While these figures are important, they are unlikely to be a game changer for Fed policy or the dollar. The Fed has been clear that it’s not cutting rates in response to domestic weakness, but rather as insurance that the trade war and a slowing global economy do not infect the US. Therefore, the bigger determinant for the greenback will be what happens between Washington and Beijing in October. Will the two sides strike a ‘limited’ deal as has been rumored and calm investors’ nerves, or will a lack of progress see the unpredictable US President fire another salvo of tariffs?

The latter scenario seems more likely, but it’s a close call. We have been here before, with the two sides striking an optimistic tone before talks, only for the situation to escalate again before long. Indeed, the two camps remain far apart on the biggest issues, like an enforcement mechanism for any deal and intellectual property rights, so it’s questionable how much real progress will ultimately be made. That said, market optimism could linger in the coming weeks before the talks take place, keeping riskier assets like stocks supported – at least in the absence of more geopolitical tensions.

There are also several speeches by key Fed officials throughout the week, including by New York Fed President Williams (Monday) and Vice Chairman Clarida (Thursday).

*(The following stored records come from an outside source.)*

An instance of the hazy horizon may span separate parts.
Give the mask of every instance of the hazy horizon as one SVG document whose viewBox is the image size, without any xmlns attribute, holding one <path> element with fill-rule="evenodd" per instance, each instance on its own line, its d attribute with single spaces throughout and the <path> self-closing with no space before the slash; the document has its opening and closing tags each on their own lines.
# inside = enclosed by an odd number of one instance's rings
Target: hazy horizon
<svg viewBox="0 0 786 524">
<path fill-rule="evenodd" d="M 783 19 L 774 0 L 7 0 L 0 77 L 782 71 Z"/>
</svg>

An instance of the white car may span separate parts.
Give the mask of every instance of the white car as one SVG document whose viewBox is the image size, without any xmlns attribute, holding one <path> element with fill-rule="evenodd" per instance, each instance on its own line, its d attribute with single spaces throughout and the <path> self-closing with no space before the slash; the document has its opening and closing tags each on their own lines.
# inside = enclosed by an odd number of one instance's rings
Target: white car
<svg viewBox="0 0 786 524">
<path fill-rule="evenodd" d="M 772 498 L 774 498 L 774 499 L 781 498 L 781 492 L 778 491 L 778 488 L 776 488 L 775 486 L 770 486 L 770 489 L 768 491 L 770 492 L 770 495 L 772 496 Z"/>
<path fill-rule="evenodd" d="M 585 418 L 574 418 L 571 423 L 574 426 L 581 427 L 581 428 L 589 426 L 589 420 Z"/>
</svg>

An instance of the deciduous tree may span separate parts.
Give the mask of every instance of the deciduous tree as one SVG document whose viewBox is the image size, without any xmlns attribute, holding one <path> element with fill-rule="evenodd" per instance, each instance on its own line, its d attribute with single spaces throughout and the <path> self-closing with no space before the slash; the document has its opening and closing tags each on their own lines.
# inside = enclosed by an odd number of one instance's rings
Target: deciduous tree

All eyes on the Middle East as tensions continue to boil

Beyond economics, the tense situation in the Middle East will remain at the fore. Oil prices have surrendered some of their gains lately as the US appeared reluctant to engage in a military conflict with Iran, with President Trump saying he would “like to avoid” war.

Overall, the situation is very fluid and unpredictable. An all-out military conflict still seems unlikely, considering that US involvement in another Middle East war would probably not sit well with Trump’s voting base. However, that doesn’t mean America will sit idle if there is another strike against Saudi Arabia, for example.

In another worrisome sign, the proxy war between Iran and Saudi Arabia in Yemen escalated earlier today, with the Saudi-led coalition launching a military offensive against Iran-backed targets, in what may be seen as backlash for the recent strikes on Saudi Arabia. Hence, tensions remain extremely high.

For the markets, this seems like a low-probability but high-impact risk. Any escalation could send oil prices soaring as concerns for supply disruptions intensify. Depending on the magnitude of any hostilities, global risk appetite could also be affected. For instance, a ‘limited strike’ against Tehran may not see much market reaction outside of oil prices, but if the situation morphs into an all-out war, then traders will likely increase their exposure to haven assets, such as the yen and gold.